“本気”で初走り 7

ryoと入れ替わるように戻ったパドック・・・ちょうど斜向かいに、灰色のcaravanが停まっている。harada師匠だ。今年の相棒は、新車と見紛うばかりのKTM125SX・・・同じ土俵で走れないのが少し寂しいけど、「赤いのに乗ってたみたいだけど?」と変わらず気にかけてくれているのがうれしかった。RMの整備が終わるまでのつなぎ、借り物なんだと話すと、「ずいぶん贅沢な話だ」とからかわれる。「視察に行くよ」と言っていたiguchi師匠の方は・・・まだ到着していなかった。
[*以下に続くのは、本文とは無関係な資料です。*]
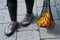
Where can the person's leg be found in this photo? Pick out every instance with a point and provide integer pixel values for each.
(12, 8)
(29, 16)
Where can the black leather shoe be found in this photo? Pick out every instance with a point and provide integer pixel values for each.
(11, 28)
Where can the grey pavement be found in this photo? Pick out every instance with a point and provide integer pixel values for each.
(32, 32)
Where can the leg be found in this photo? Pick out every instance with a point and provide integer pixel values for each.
(12, 8)
(29, 5)
(29, 16)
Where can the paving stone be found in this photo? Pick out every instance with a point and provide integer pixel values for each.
(39, 11)
(2, 4)
(39, 3)
(51, 39)
(28, 35)
(55, 33)
(2, 33)
(57, 2)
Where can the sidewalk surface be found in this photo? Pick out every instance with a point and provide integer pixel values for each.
(32, 32)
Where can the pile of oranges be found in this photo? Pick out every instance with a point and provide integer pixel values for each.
(46, 21)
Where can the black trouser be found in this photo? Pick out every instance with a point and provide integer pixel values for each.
(12, 7)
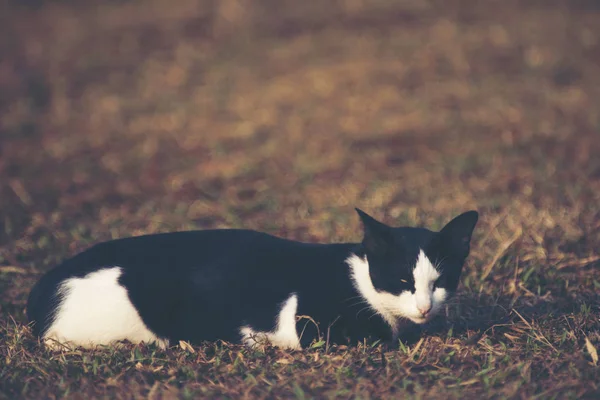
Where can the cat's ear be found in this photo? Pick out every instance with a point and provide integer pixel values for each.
(377, 237)
(456, 235)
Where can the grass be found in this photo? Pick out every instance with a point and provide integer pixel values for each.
(124, 118)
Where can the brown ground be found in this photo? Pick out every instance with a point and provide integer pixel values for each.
(139, 116)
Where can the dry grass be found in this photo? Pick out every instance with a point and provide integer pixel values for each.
(136, 117)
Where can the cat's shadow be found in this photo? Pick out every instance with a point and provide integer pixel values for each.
(475, 315)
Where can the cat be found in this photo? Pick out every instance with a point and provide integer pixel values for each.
(246, 286)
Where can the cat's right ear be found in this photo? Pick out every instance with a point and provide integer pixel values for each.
(377, 237)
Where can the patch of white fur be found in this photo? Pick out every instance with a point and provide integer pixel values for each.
(284, 335)
(96, 310)
(405, 305)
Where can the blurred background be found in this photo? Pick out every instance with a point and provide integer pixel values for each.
(120, 118)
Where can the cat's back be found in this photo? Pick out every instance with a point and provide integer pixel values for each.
(153, 265)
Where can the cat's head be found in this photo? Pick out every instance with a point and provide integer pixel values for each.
(410, 272)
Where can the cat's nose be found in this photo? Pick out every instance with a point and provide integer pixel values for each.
(424, 310)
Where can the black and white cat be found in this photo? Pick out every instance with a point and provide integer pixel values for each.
(242, 285)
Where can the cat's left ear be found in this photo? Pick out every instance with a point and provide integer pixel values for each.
(456, 235)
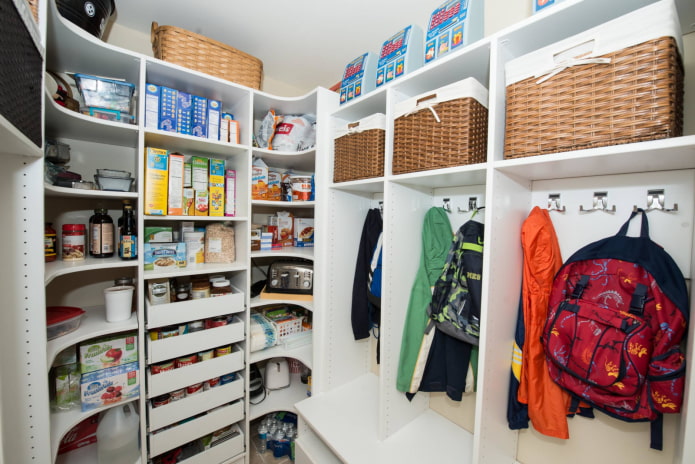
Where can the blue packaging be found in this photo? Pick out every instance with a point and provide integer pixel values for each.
(454, 24)
(400, 54)
(359, 77)
(167, 109)
(152, 97)
(213, 119)
(183, 113)
(199, 116)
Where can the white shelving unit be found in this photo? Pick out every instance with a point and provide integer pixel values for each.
(346, 389)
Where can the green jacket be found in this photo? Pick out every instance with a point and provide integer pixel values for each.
(436, 241)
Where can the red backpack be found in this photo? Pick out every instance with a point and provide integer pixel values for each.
(617, 313)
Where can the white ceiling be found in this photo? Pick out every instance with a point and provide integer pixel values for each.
(302, 43)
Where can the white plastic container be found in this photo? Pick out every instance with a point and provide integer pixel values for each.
(117, 436)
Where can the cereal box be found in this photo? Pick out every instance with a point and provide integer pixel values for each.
(259, 180)
(183, 113)
(230, 193)
(109, 386)
(199, 116)
(156, 181)
(175, 194)
(152, 97)
(167, 109)
(164, 256)
(213, 119)
(105, 352)
(216, 187)
(303, 232)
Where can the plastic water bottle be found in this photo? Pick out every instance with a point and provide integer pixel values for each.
(262, 438)
(117, 436)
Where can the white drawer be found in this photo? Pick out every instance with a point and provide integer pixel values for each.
(196, 428)
(173, 347)
(192, 405)
(193, 310)
(222, 452)
(164, 382)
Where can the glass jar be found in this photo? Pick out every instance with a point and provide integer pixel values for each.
(73, 242)
(200, 289)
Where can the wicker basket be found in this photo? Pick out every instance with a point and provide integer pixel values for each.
(359, 151)
(194, 51)
(421, 142)
(638, 96)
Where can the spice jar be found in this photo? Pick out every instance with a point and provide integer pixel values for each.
(220, 287)
(200, 289)
(50, 244)
(73, 242)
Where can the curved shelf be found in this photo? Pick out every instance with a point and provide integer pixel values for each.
(204, 268)
(64, 123)
(300, 160)
(258, 302)
(66, 192)
(284, 204)
(92, 325)
(280, 400)
(58, 268)
(63, 421)
(191, 145)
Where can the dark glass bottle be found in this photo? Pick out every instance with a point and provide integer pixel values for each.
(128, 243)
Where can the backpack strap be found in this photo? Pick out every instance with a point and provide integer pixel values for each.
(644, 230)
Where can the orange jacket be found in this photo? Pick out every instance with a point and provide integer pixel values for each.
(548, 405)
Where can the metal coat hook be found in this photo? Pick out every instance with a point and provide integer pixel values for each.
(472, 205)
(655, 200)
(600, 203)
(554, 203)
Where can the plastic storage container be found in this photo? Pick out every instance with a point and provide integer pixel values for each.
(61, 320)
(105, 93)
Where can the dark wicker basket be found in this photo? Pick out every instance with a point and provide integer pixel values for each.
(638, 96)
(420, 143)
(359, 155)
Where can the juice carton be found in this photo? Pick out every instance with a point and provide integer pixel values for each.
(156, 181)
(175, 199)
(167, 109)
(216, 187)
(153, 94)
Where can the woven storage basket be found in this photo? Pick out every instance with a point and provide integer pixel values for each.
(359, 149)
(442, 129)
(194, 51)
(636, 96)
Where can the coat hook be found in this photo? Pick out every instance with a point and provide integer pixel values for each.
(554, 203)
(600, 203)
(655, 200)
(472, 205)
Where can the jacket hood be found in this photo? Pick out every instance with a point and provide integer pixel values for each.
(437, 237)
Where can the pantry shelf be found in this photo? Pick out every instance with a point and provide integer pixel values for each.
(63, 421)
(92, 325)
(58, 268)
(67, 192)
(278, 400)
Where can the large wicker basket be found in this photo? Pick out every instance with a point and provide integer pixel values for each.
(359, 150)
(446, 134)
(197, 52)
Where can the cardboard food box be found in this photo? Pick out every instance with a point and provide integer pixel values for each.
(105, 352)
(158, 256)
(156, 181)
(109, 386)
(216, 188)
(303, 232)
(175, 193)
(168, 100)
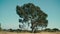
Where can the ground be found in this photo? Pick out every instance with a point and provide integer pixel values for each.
(29, 33)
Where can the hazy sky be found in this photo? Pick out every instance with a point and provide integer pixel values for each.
(9, 18)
それほど汗もかいていないし、喉も渇いていない・・・。ジャージから覗く首筋には、強く陽射しが当たる。風が落ち着いていて、スネークヒルの斜面にマシンの排気音がこだまする・・・軽く口に含んだスポーツ飲料を呑み込んで、machi-sanに誘われるまま、抵抗のあるCRFのキックペダルを踏みつけた。だいぶ聞き慣れてきた野太い音が、ヘルメットの隙間から鼓膜を揺さぶる。心地良い痺れと一緒に、コースの入口へと走っていく・・・スターティンググリッドの後ろ、細く短い誘導路が白っぽく光っていた。

20kgも余計な体重を支えるため、#357のCRF150RⅡには、前後に標準よりも硬いばねが仕込まれている。「サグ」を合わせていない車体は、ワタシが乗ってもryoが乗っても、ほとんど沈み込まない。車重の違和感よりも、右手と連動した加速に馴染み出したのを見計らったように、リヤタイヤが大きく右に滑る。縮まないばねが、駆動を逃がしていた。予期していなかった挙動に、かろうじて左足が反応する。スネークの左コーナー・・・均衡を崩すCRFの内側を、ryoのKXがすり抜けていった。